A few weeks ago, Clifford and Esther brought me supper one Sunday night. It was nice, that they paid a bit of attention to the crotchety old uncle. Esther had cooked up a delicious meal, and afterward, we went for a ride in Amish Black II. Life rolls on through everything. I mean, so far, it has. It is beautiful to see a young couple walking forward with all the hope and faith and optimism that young couples have. Congratulations from the extended family, Clifford and Esther. We wish you every blessing.



  1. Congratulations on the book. I am looking forward to reading it.

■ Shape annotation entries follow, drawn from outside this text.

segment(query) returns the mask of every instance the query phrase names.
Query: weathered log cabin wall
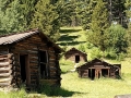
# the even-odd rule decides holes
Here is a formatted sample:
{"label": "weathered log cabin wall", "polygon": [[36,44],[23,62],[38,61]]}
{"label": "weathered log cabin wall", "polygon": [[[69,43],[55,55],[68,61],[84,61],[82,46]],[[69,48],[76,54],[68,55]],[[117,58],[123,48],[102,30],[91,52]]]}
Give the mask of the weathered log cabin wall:
{"label": "weathered log cabin wall", "polygon": [[[45,77],[40,74],[43,58],[39,57],[39,51],[47,54],[47,62],[44,65],[48,74]],[[60,50],[58,51],[47,38],[41,38],[39,33],[11,45],[0,46],[0,86],[19,87],[23,79],[27,87],[45,83],[60,86],[59,53]],[[22,72],[23,68],[25,72]],[[24,73],[26,77],[22,76]]]}
{"label": "weathered log cabin wall", "polygon": [[0,87],[10,86],[12,79],[12,59],[13,54],[9,53],[7,46],[0,47]]}
{"label": "weathered log cabin wall", "polygon": [[75,48],[72,48],[69,51],[67,51],[64,57],[66,57],[66,60],[71,60],[73,62],[87,61],[87,54]]}
{"label": "weathered log cabin wall", "polygon": [[79,66],[76,70],[80,77],[88,77],[94,79],[99,77],[119,78],[120,69],[120,64],[109,64],[107,62],[95,59]]}

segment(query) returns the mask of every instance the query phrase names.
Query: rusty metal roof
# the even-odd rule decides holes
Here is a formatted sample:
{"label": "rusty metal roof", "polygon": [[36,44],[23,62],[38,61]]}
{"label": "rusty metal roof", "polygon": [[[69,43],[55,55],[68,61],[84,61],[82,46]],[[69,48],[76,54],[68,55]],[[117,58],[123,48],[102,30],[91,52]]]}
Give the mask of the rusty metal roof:
{"label": "rusty metal roof", "polygon": [[27,37],[31,37],[32,35],[35,35],[35,34],[40,34],[43,36],[41,38],[46,38],[47,41],[52,44],[52,47],[62,51],[62,49],[57,44],[55,44],[49,37],[47,37],[44,33],[41,33],[38,29],[33,29],[33,30],[27,30],[27,32],[24,32],[24,33],[16,33],[16,34],[11,34],[11,35],[0,36],[0,45],[10,45],[10,44],[13,44],[13,42],[17,42],[17,41],[23,40]]}

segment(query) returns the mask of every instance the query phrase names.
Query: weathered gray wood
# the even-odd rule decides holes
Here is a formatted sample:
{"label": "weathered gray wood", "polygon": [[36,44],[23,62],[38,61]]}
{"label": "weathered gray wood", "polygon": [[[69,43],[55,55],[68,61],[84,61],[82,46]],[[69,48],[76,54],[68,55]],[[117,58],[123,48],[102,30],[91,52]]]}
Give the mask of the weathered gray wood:
{"label": "weathered gray wood", "polygon": [[0,62],[0,66],[2,66],[2,65],[9,65],[10,64],[10,62]]}

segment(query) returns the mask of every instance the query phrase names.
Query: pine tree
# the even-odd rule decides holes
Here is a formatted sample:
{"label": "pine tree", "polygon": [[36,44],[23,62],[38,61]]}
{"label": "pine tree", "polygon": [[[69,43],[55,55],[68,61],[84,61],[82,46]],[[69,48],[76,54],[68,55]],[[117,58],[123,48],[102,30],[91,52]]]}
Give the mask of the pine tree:
{"label": "pine tree", "polygon": [[0,33],[24,30],[23,15],[19,13],[21,11],[20,1],[1,0],[0,2]]}
{"label": "pine tree", "polygon": [[56,7],[49,0],[39,0],[36,4],[36,12],[32,21],[32,28],[41,29],[51,39],[59,38],[59,14]]}
{"label": "pine tree", "polygon": [[28,29],[33,15],[35,13],[35,5],[39,0],[20,0],[21,14],[24,15],[25,27]]}
{"label": "pine tree", "polygon": [[129,56],[131,57],[131,0],[126,0],[124,3],[126,8],[127,8],[127,20],[128,20],[128,44],[129,44]]}
{"label": "pine tree", "polygon": [[92,14],[93,10],[96,5],[97,0],[85,0],[83,2],[83,9],[82,9],[82,26],[84,29],[91,28],[91,21],[92,21]]}
{"label": "pine tree", "polygon": [[106,9],[105,2],[103,0],[98,0],[97,4],[95,5],[92,14],[92,25],[91,30],[92,33],[88,33],[87,40],[95,45],[96,47],[99,47],[100,50],[106,49],[106,33],[105,30],[109,27],[108,22],[108,12]]}

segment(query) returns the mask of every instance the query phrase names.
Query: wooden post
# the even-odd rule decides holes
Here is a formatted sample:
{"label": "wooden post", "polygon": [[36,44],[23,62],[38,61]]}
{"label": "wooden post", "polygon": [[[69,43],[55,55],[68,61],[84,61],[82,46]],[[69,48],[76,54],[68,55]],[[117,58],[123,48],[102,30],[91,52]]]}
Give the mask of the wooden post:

    Comment by Rosanna F. — May 29, 2020 @ 7:42 pm

  2. Ira, what an amazing book, many sorrows have crossed your path, and we are all fixing what is broken, the task of a lifetime, I’m so proud of you! I saw you as a broken man, but see what THE POTTER has mended!!!

    A line in some book I read is : Life that we live, we live it forward, but understand it backward.

    Every mothers compassionate heart will want to reach out to you, to comfort in some way, to say good boy!! Because in side every man is a little boy that just wants to be loved. And this old Momma is sending you lots of love, for what it is worth.

    She too had to be broken , but HE wounds us ,so that HE can heal us ,Hosea 6:1
    Dumped with 5 children to raise ,35 years ago , the children are all grown and gone ,but we are survivors , and I am so proud of you , writing that book was the best medicine , so never loose heart , you did a wonderful job.


    Comment by Georgia Pearson — May 30, 2020 @ 9:46 am

  3. PS. May you always find a really good cup of coffee.

    Comment by Georgia Pearson — May 30, 2020 @ 10:38 am

  4. I loved the book. But, Amazon isn’t good for leaving reviews. I bought mine on Kindle – I’ll keep looking for a link. I don’t remember when I’ve read a book that I enjoyed as much. I could relate to the journey.

    Comment by Rhoda — May 30, 2020 @ 11:13 am

  5. Congratulations on your book release. I ordered it last night and it will arrive on Monday. I am looking forward to reading it, I’ve always enjoyed everything you’ve written in your unique style.

    Comment by Susan C — May 30, 2020 @ 12:30 pm

  6. So proud of you. I’ve got a copy in hand and can’t wait to get started. I decided to read the first book again though, as a refresher. I’m going up to Jamesport, MO, in a couple weeks if you want me to take any and give them out. The girl running the place where we’re staying, Arbor House (Marie Graber) is former Amish. Hope to see you this summer! Congrats, buddy.

    Comment by Beth Russo — May 30, 2020 @ 2:08 pm

  7. I just read both your book in two day could not put them down. So proud that you could always walk. Just keep walking, love that. You truly are inspiration to many I am sure. I really wish all the best the life has to offer. Thank you for writing your books looking forward to hearing about your Dad’s memoirs as well. Love the strength and courage it took to leave and the family ties that bind us together. Thank you for you inspiring books.